Text mining is a sub-division of data mining that is used in recognizing hidden patterns and correlation in large amount of data. It is also known as text data mining, intelligent text analysis and knowledge discovery in text. It is related to extracting useful information from unstructured text data. Gupta & Lehal (2009) have regarded text mining as new interdisciplinary area which is an amalgamation of data mining, information retrieval, machine learning, computer linguistic and statistics. There are many applications of text mining. It is a valuable resource in social networking and blogging, customer relations management, tracking public opinion and text filtering (Mostafa, 2013). Text mining is popular in the biomedical field also. Many practitioners have developed several bioinformatics data mining toolboxes for computational biology. In addition it deals with the text related to biology, medicine and chemistry.

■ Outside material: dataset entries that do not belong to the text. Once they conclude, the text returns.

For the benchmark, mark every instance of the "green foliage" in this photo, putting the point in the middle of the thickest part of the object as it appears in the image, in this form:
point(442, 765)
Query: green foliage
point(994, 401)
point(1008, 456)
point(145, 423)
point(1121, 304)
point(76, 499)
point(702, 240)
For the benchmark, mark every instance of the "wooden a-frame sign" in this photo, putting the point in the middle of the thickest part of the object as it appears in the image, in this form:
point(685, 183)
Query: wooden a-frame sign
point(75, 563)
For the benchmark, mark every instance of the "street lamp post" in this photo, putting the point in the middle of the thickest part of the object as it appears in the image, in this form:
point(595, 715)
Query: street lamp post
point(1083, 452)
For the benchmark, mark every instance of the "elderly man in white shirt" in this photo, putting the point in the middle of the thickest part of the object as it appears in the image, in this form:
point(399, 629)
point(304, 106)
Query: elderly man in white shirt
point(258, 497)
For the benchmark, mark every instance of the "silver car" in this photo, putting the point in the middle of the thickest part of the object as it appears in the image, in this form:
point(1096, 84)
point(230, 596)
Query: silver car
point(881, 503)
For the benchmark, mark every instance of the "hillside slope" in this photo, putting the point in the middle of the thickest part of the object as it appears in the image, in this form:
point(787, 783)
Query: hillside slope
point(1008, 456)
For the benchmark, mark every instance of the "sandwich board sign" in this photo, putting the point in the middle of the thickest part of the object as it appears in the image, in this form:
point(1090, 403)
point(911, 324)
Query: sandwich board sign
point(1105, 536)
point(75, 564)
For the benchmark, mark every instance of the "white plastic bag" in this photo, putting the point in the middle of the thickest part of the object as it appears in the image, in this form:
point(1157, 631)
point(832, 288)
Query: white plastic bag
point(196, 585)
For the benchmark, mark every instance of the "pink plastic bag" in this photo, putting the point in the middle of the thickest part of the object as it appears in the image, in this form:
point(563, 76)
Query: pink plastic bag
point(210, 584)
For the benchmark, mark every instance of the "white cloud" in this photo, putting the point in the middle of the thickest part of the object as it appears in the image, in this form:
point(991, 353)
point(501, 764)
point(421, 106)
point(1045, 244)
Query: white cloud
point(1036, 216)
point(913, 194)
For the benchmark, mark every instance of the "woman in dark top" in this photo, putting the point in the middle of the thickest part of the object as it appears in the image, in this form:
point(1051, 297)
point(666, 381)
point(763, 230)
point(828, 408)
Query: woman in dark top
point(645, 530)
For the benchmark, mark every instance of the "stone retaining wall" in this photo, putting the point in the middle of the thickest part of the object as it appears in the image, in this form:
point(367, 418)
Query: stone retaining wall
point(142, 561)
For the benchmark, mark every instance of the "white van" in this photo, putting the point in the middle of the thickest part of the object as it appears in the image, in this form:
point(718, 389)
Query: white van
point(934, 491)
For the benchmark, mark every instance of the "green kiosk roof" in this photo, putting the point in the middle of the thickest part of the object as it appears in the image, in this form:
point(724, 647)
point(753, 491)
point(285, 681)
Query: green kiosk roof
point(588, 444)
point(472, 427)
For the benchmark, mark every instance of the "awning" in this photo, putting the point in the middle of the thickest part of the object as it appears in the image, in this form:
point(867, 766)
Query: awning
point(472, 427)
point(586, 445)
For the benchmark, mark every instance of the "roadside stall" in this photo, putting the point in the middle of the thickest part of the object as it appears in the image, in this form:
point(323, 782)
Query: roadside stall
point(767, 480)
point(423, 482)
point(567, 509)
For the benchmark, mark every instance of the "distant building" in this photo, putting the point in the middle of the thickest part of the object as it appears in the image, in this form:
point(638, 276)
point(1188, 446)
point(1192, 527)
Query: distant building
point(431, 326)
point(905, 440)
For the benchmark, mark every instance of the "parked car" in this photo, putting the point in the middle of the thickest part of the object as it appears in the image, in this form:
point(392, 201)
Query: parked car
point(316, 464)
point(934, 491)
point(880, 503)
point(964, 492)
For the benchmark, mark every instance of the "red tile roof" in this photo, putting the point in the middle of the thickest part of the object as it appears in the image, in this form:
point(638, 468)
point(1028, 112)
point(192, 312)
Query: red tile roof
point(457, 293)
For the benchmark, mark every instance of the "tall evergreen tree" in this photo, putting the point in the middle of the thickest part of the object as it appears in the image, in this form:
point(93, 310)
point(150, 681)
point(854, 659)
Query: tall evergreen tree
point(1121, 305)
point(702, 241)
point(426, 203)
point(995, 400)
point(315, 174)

Text mining as a better solution to data mining for unstructured data
According to Kroeze (2004) difference between text mining and data mining is that only text mining is capable of processing unstructured data. However, data mining processes only structured data. Text mining is mainly related to extracting useful text information from unstructured data. Until recently, many specialists from IT sector across the globe were interested in extracting information from structured data i.e., the data stored in data warehouses. With time the majority part of the data available online is in the form of unstructured information. This mainly includes unstructured text information in the form of articles, blogs, web-pages and more. The unstructured data also consisted of numbers, facts, dates and structured fields of data (Jose 2010). Furthermore, this presence of unstructured data has developed a requirement of an intelligent tool which can effectively manage knowledge and extract useful information.
Thus, the main strength of text mining over data mining lies in the probability of generating relevant information and creating knowledge from massive amounts of unstructured data available on the internet or corporate intranets. Although data mining has a wider range of applications but text mining is a more effective way of examining multiple documents and extracting information that establishes a correlation or a pattern. (Kroeze 2004).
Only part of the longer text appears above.